Vacationing in Italy.
Viewing the cosmos from the southern hemisphere.
Visiting the Great Pyramid.
Completing a marathon.
Hiking down the Grand Canyon.
Fill In The Blank…
Bucket lists are pretty common. Lots of people I know have them and use them as things to look forward to. Things to work for. Things to plan for, to check off, to consider a life’s achievement when done.
But just how good are bucket lists for us? It’s great to have goals, but when we spend our time focusing on the future and planning for something down the road (and that we may not ever accomplish), we miss a lot of the now.
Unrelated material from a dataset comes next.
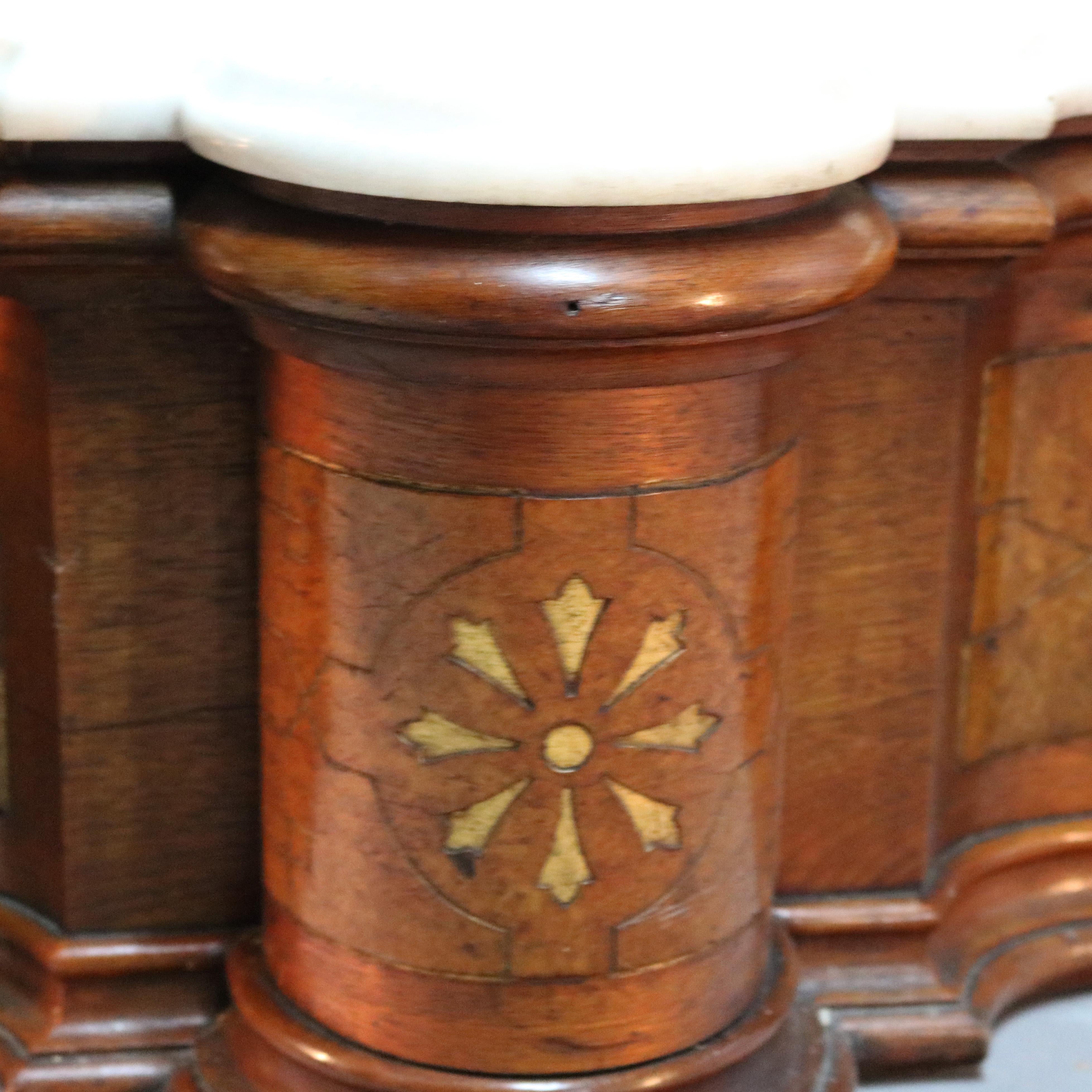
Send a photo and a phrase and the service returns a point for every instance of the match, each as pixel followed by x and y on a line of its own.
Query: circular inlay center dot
pixel 568 747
Bucket lists also become another type of to-do list, and can make you feel as if you’re missing out if you don’t check it off your list. And don’t we have enough to do in our lives already? Don’t many of us already concentrate too hard on the things we need to do next, along with the deadlines that come with them?
In case you haven’t noticed, bucket lists have deadlines, too. Which adds even more pressure to the “to do” list we have inside our heads.
Yes, it’s true we only live once. But, in my mind, that’s an excuse to find happiness in things or places or situations that are outside of the here and now. And that are external to us.
So what if you let go of your bucket list and simply focused on what you’ve got right now? What if you gave up on the idea of a vacation that’s in some faraway place, and instead spent your time being mindful of where you are at this very moment? The beauty that nature has to offer right in your own backyard or the nearest park or beach? The liveliness we share with the people around us, and those we love and embrace as part of the richness of our lives? The silence and peace that comes with letting go, of not thinking about a checklist for our life to feel complete?
Think about it. Instead of focusing on your next “real vacation” or your next “exciting activity” or your next “real moment” that takes you out of your everyday life, focus on pursuing what’s meaningful to you.
And if you don’t know what’s meaningful to you, then isn’t that what you should pursue instead of a bucket list anyway?